Abstract

What maintains mixed mating is an evolutionary enigma. Cleistogamy-the production of both potentially outcrossing chasmogamous and obligately selfing cleistogamous flowers on the same individual plant-is an excellent system to study the costs of selfing. Inbreeding depression can prevent the evolution of greater selfing within populations, and heterosis in crosses between populations may further tip the balance in favor of outcrossing. Few empirical estimates of inbreeding depression and heterosis in the same system exist for cleistogamous species. We investigate the potential costs of selfing by quantifying inbreeding depression and heterosis in three populations of the cleistogamous perennial Ruellia humilis Nutt (Acanthaceae).

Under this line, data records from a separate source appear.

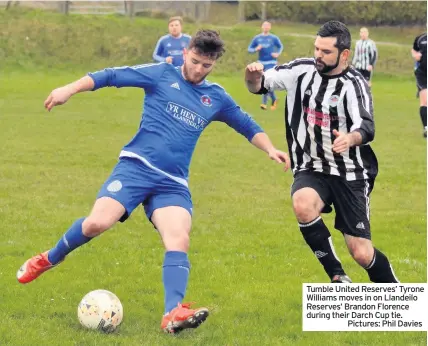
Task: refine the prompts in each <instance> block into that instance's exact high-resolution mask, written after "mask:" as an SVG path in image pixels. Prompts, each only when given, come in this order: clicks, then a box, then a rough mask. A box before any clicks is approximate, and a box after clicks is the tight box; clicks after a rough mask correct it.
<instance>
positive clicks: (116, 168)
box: [17, 160, 144, 283]
mask: <svg viewBox="0 0 428 346" xmlns="http://www.w3.org/2000/svg"><path fill="white" fill-rule="evenodd" d="M134 166H135V164H134V163H133V162H129V161H124V160H121V161H120V162H119V163H118V164H117V165H116V167H115V168H114V170H113V173H112V174H111V175H110V177H109V179H108V180H107V181H106V182H105V184H104V185H103V187H102V188H101V191H100V192H99V194H98V197H97V200H96V202H95V204H94V206H93V208H92V211H91V213H90V214H89V216H88V217H86V218H80V219H78V220H76V221H75V222H74V223H73V225H72V226H71V227H70V228H69V230H68V231H67V232H66V233H65V234H64V235H63V236H62V237H61V238H60V239H59V241H58V243H57V244H56V246H55V247H53V248H52V249H50V250H48V251H45V252H43V253H41V254H39V255H37V256H34V257H32V258H30V259H29V260H27V261H26V262H25V263H24V264H23V265H22V266H21V268H20V269H19V270H18V272H17V278H18V281H19V282H20V283H28V282H31V281H33V280H34V279H36V278H37V277H39V276H40V275H41V274H42V273H44V272H45V271H46V270H48V269H51V268H53V267H54V266H56V265H57V264H59V263H60V262H61V261H63V260H64V258H65V256H67V255H68V254H69V253H70V252H72V251H73V250H75V249H77V248H78V247H80V246H82V245H84V244H86V243H87V242H89V241H90V240H91V239H92V238H94V237H96V236H98V235H99V234H101V233H102V232H104V231H106V230H108V229H109V228H111V227H112V226H113V225H114V224H115V223H116V222H117V221H119V220H121V221H124V220H126V218H127V217H128V216H129V215H130V214H131V212H132V211H133V210H134V209H135V207H136V206H137V205H138V204H139V203H140V202H141V200H143V199H144V198H143V197H144V196H143V197H141V196H140V195H139V192H140V191H139V190H141V189H139V190H138V191H135V188H134V186H135V185H136V183H135V179H136V177H137V178H140V177H141V176H142V174H141V172H140V171H139V170H136V169H135V167H134ZM143 192H144V191H143Z"/></svg>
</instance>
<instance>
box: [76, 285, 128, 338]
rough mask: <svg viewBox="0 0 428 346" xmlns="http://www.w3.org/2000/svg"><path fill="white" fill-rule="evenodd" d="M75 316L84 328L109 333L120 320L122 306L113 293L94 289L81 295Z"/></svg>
mask: <svg viewBox="0 0 428 346" xmlns="http://www.w3.org/2000/svg"><path fill="white" fill-rule="evenodd" d="M77 316H78V318H79V321H80V324H81V325H82V326H84V327H85V328H89V329H97V330H100V331H102V332H105V333H111V332H113V331H114V330H115V329H116V328H117V327H118V326H119V324H120V323H121V322H122V318H123V307H122V303H121V302H120V300H119V298H118V297H117V296H116V295H115V294H113V293H111V292H110V291H106V290H95V291H91V292H89V293H88V294H87V295H85V296H84V297H83V299H82V300H81V302H80V304H79V306H78V307H77Z"/></svg>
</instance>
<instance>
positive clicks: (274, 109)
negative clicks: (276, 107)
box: [270, 100, 278, 111]
mask: <svg viewBox="0 0 428 346" xmlns="http://www.w3.org/2000/svg"><path fill="white" fill-rule="evenodd" d="M277 106H278V100H275V101H273V102H272V106H270V110H271V111H274V110H275V109H276V107H277Z"/></svg>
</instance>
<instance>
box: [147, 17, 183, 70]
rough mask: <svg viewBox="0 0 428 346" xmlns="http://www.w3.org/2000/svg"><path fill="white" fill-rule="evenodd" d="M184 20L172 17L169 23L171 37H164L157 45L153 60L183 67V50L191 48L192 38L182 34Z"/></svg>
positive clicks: (163, 36)
mask: <svg viewBox="0 0 428 346" xmlns="http://www.w3.org/2000/svg"><path fill="white" fill-rule="evenodd" d="M182 26H183V20H182V19H181V17H171V18H170V19H169V21H168V30H169V35H165V36H162V37H161V38H160V39H159V41H158V42H157V44H156V47H155V50H154V52H153V59H154V60H155V61H157V62H167V63H168V64H173V65H174V66H181V65H183V50H184V49H185V48H187V47H188V46H189V42H190V39H191V37H190V36H189V35H187V34H182V33H181V30H182Z"/></svg>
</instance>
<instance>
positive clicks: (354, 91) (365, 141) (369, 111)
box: [345, 76, 375, 144]
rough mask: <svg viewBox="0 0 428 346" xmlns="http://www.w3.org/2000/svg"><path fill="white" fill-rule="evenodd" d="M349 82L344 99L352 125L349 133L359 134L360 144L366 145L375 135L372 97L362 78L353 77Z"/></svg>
mask: <svg viewBox="0 0 428 346" xmlns="http://www.w3.org/2000/svg"><path fill="white" fill-rule="evenodd" d="M349 81H350V83H349V86H348V88H347V91H346V94H345V98H346V103H347V107H348V112H349V114H350V116H351V118H352V123H353V125H352V127H351V131H357V132H359V133H360V134H361V137H362V144H367V143H369V142H371V141H372V140H373V139H374V135H375V124H374V120H373V100H372V95H371V92H370V89H369V87H368V85H367V82H366V81H365V80H364V79H363V78H360V77H357V76H354V77H353V78H352V77H351V79H350V80H349Z"/></svg>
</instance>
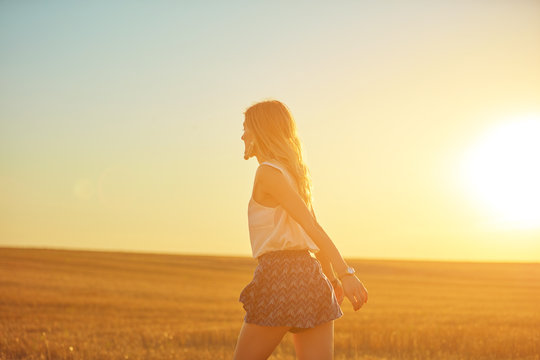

We performed three types of hand-pollinations-self, outcross-within, and outcross-between populations-and measured seed number, germination, total flower production, and estimated cumulative fitness for the resulting progeny in a greenhouse experiment. We found moderate inbreeding depression for cumulative fitness (<30%) in two populations, but outbreeding depression for crosses within a third population (-26%). For between-population crosses, there was weak to modest heterosis (11-47%) in two of the population combinations, but modest to strong outbreeding depression (-21 to -71%) in the other four combinations. Neither inbreeding depression nor heterosis was of sufficient magnitude to explain the continued production of chasmogamous flowers given the relative energetic advantage of cleistogamous flowers previously estimated for these populations. Outbreeding depression either within or between populations makes the maintenance of chasmogamous flowers even harder to explain. More information is needed on the genetic basis of cleistogamy to resolve this conundrum.